Court of Appeals of Georgia.
Submitted October 5, 1966.
Decided December 5, 1966.
Rehearing Denied December 19, 1966.
Merritt & Pruitt, J. Ray Merritt, for appellants.
Duncan & Wall, R. F. Duncan, for appellee.
This is an action by Walter v. Beasley against Samuel J. DeFreese and Marsha Jean DeFreese, husband and wife, for professional services rendered as an attorney in obtaining a parole for the husband, a physician who was serving a sentence in the United States prison at Tallahassee, Fla., on convictions of improperly dispensing dangerous drugs. Count 1, as amended, is for $5,000 as the fee agreed upon for professional services, and Count 2 is for $5,000 as the reasonable value of the professional services rendered. The jury found for the plaintiff for $5,000, and defendants appeal to this court, asserting errors by the trial court in excluding documentary evidence and in refusing to grant a mistrial because of the remarks of counsel to the jury.
The first seven enumerated errors relate to the refusal of the trial court to admit in evidence various letters and excerpts from them. Exhibit No. 11 (Error No. 1) was identified by the writer, another physician, who had agreed to employ defendant, Samuel J. DeFreese, upon his release from prison. It is the retained copy of a letter dated September 26, 1961, addressed to Samuel J. DeFreese, which the witness showed to plaintiff when plaintiff visited him sometime before Christmas 1961. The content of the letter is not disclosed in the record. Exhibit No. 4 (Error No. 2), Exhibit No. 7 (Error No. 4), and Exhibit No. 8 (Errors Nos. 3 and 6) are identified by Samuel J. DeFreese as letters which he wrote to Marsha Jean DeFreese in October, November, and December, 1961. These letters contain statements to the effect that he doubted the possibility of a parole before April, 1962, that he was concerned about the fee plaintiff would charge, that plaintiff's demands were exorbitant, that he was dissatisfied because plaintiff did not obtain a speedy parole for him, and that his wife should not under any circumstances make any promises or sign anything.
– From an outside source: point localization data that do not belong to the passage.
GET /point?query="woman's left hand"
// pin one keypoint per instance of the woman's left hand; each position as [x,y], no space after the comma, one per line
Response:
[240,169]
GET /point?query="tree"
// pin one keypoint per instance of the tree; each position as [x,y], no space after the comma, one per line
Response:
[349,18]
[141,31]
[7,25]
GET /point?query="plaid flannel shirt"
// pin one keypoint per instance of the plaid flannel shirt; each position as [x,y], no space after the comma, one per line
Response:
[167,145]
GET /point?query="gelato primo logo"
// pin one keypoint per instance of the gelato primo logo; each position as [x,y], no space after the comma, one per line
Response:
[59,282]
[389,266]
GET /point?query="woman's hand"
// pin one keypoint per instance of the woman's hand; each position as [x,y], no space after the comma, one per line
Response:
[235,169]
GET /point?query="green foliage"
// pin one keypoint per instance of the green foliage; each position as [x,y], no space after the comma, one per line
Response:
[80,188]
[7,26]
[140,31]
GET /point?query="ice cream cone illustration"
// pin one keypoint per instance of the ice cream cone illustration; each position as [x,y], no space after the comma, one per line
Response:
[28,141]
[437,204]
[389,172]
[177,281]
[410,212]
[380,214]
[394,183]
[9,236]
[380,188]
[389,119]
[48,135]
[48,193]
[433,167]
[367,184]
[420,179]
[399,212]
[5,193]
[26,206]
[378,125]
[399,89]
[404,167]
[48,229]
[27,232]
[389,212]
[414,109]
Marsha Jean DeFreese identified some of these letters as having been shown to plaintiff. Exhibit No. 5 (Error No. 5) and Exhibit No. 6 (Error No. 7) are identified by defendant, Samuel J. DeFreese, as letters dated December 14, 1961, and January 4, 1962, which he wrote to the physician who had agreed to employ him. In the letters he expressed his displeasure with plaintiff's demand for $5,000, stated he considered anything over $1,000 as excessive, and *833 mentioned that plaintiff assured him of a quick parole, meaning before Christmas 1961. The remaining three enumerated errors relate to remarks of counsel in closing argument that defendant, Samuel J. DeFreese, had caused other people to become addicted to harmful drugs and that children in the jurisdiction of the court were addicted to drugs on account of the conduct of the defendant, and remarks about poisonous moonshine whisky. Held:
1. The trial court did not err in excluding a letter written by a third party and addressed to a defendant which is not shown to be relevant to the issues being tried. Code § 38-201.
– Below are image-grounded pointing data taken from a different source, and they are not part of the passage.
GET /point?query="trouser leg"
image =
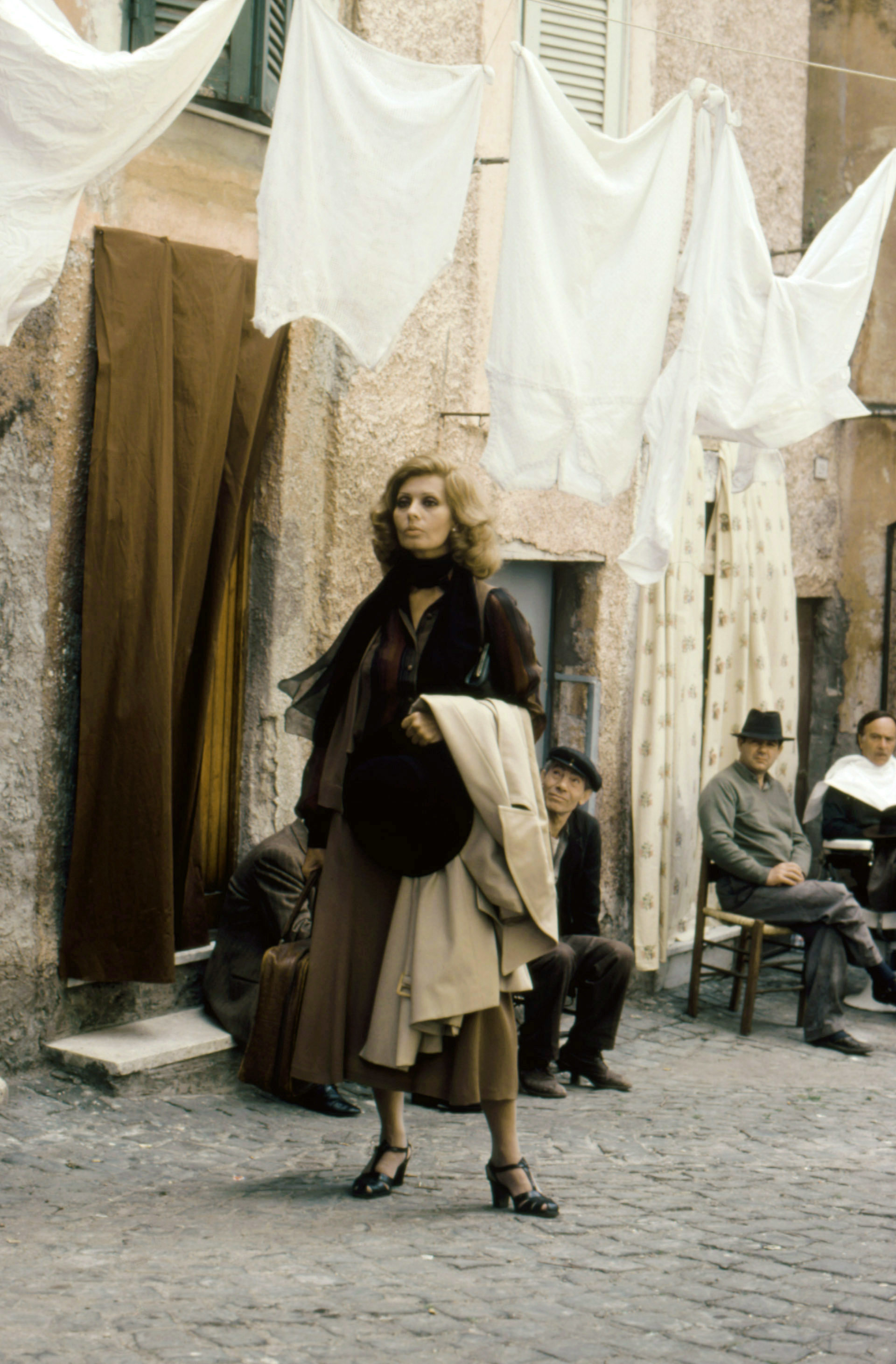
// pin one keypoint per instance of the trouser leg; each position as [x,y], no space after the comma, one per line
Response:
[543,1008]
[840,933]
[601,977]
[813,902]
[826,984]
2. The trial court did not err in excluding letters from one defendant to the other and from one defendant to a third party, the contents of which consist primarily of self-serving declarations expressing dissatisfaction with the services performed by the plaintiff and concern about the amount of the fee. Noble v. Burney, 124 Ga. 960, 962 (53 SE 463); McNamara v. Georgia Cotton Co., 10 Ga. App. 669, 674 (73 SE 1092).
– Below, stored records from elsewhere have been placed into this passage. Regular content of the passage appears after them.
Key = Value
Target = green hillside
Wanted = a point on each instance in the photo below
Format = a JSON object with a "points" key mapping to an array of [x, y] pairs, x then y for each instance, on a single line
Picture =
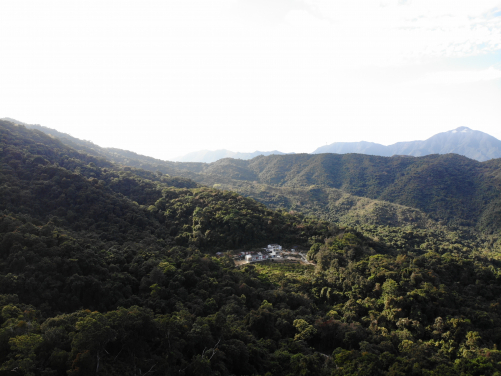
{"points": [[111, 270], [449, 188]]}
3. Under the circumstances disclosed by this case the trial court erred, upon timely objection of defendant's counsel, in failing to rebuke plaintiff's counsel for his improper and prejudicial remarks about the use of drugs and poisonous moonshine whisky, and in not endeavoring, by needful and proper instructions, to remove the improper impression such remarks may have created in the minds of the jurors, or, if the ill effect of the improper argument could not have been erased by this procedure, a mistrial should have been granted. Code § 81-1009; Georgia Power Co. v. Puckett, 181 Ga. 386 (3, 4) (182 SE 384); Brown v. State, 110 Ga. App. 401 (138 SE2d 741).
Judgment reversed. Bell, P. J., and Eberhardt, J., concur.